In [None]:
!pip install transformers datasets accelerate torch tokenizers > /dev/null

In [None]:
!git clone https://huggingface.co/  #Add username/model_name only if resuming training

In [None]:
!ls t5-obsrvr/last-checkpoint/ # only if resuming training

In [None]:
!ls /kaggle/input/obsrvr-data/

In [None]:
from datasets import load_dataset

BASE = "/kaggle/input/obsrvr-data/"

dataset = load_dataset("json", data_files={"data": BASE + "data_file.json"}) # here replace data_file with your file

dataset = dataset["data"].train_test_split(test_size=0.15) 

train_val_split = dataset["train"].train_test_split(test_size=0.15)  
dataset["train"] = train_val_split["train"]
dataset["validation"] = train_val_split["test"]

In [None]:
from transformers import T5Tokenizer, T5ForConditionalGeneration

model_name = "t5-small" # either t5-small or t5-base if new training else username/model_name
tokenizer_name = "t5-small" # either t5-small or t5-base depending on model you chose

tokenizer = T5Tokenizer.from_pretrained(tokenizer_name, cache_dir=None)
model = T5ForConditionalGeneration.from_pretrained(model_name, cache_dir=None)

In [None]:
def preprocess_function(examples):

    inputs = [ex for ex in examples["input"]]
    outputs = [ex for ex in examples["output"]]

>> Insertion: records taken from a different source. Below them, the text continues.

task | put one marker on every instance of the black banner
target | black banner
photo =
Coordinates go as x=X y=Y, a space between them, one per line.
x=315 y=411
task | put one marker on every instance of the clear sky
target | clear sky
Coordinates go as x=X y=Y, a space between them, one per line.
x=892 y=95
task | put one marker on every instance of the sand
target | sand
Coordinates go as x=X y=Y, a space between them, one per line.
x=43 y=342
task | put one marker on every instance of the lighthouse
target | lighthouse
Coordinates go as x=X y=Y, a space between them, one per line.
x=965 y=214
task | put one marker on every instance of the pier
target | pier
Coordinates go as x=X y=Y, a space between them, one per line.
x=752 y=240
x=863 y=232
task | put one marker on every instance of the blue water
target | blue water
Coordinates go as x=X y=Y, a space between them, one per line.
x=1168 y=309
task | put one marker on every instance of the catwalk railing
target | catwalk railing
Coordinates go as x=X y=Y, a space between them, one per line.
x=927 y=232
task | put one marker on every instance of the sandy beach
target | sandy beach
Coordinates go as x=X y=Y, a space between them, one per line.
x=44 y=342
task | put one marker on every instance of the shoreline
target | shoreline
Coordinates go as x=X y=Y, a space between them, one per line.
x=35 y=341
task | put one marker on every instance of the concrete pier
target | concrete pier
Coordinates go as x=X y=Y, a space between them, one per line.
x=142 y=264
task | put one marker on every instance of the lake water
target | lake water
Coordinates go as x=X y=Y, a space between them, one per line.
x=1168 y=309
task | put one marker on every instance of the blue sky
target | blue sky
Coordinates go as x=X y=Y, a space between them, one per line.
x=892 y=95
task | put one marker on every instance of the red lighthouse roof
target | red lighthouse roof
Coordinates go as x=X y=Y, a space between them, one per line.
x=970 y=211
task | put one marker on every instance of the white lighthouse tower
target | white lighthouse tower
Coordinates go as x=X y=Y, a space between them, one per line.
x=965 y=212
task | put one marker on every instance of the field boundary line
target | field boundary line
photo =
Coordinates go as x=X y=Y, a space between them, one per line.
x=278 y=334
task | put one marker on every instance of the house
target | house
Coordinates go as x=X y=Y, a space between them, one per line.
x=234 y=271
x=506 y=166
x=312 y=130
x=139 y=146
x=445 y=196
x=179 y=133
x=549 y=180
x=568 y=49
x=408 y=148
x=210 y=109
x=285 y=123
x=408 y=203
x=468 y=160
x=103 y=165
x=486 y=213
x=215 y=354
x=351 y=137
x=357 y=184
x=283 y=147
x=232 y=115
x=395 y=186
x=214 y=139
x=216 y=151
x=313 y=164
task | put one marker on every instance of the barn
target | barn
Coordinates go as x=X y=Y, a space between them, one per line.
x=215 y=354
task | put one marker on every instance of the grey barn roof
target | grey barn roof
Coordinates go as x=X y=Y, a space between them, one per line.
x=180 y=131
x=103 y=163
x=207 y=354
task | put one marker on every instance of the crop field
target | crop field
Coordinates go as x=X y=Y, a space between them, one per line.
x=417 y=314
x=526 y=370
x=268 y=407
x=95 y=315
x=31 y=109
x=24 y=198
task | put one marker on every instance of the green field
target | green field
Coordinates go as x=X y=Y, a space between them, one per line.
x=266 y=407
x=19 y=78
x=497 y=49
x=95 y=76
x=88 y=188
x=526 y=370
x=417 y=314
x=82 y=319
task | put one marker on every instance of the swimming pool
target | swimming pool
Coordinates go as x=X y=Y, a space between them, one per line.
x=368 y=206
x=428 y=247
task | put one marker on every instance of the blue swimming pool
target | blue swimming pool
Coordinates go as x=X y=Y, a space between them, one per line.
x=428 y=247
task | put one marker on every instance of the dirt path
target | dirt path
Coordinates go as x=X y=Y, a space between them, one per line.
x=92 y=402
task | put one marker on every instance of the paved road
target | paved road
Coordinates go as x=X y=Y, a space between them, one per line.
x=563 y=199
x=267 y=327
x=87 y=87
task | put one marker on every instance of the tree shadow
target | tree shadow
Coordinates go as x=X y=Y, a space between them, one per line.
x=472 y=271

    model_inputs = tokenizer(inputs, max_length=512, truncation=True, padding="max_length")
    labels = tokenizer(outputs, max_length=256, truncation=True, padding="max_length")

    model_inputs["labels"] = labels["input_ids"]
    return model_inputs

tokenized_data = dataset.map(preprocess_function, batched=True)

In [None]:
from huggingface_hub import notebook_login

notebook_login()

In [None]:
from transformers import TrainingArguments

training_args = TrainingArguments(
    output_dir="./out_dir",
    run_name="OBSRVR_run1",
    eval_strategy="steps",
    save_strategy="steps",
    eval_steps=500,
    save_steps=500,
    logging_steps=500,
    learning_rate=2e-5, # you can change here
    warmup_steps=500,
    logging_first_step=True,
    per_device_train_batch_size=4,  # you can change here
    per_device_eval_batch_size=4,
    num_train_epochs =5,   # you can change here
    weight_decay=0.01,  # you can change here
    logging_dir="./logs",
    save_total_limit=2,
    load_best_model_at_end=True,
    push_to_hub=False,  # set True to save at your huggingface account
    hub_model_id="username/model_name", #username/model_name
    hub_strategy="checkpoint",
    metric_for_best_model="loss",
    resume_from_checkpoint=False # set to True to continue training if stopped before
)

In [None]:
from transformers import Trainer, DataCollatorForSeq2Seq

data_collator = DataCollatorForSeq2Seq(tokenizer, model=model)

trainer = Trainer(
    model=model,
    args=training_args,
    train_dataset=tokenized_data["train"],
    eval_dataset=tokenized_data["validation"],
    data_collator=data_collator
)

In [None]:
import wandb

wandb.init(project="OBSRVR", name="OBSRVR_run1", config={}, mode="offline")

In [None]:
trainer.train()  # add : resume_from_checkpoint="./out_dir/last-checkpoint" to continue training if stopped
#replace ./out_dir with what you chose above in model params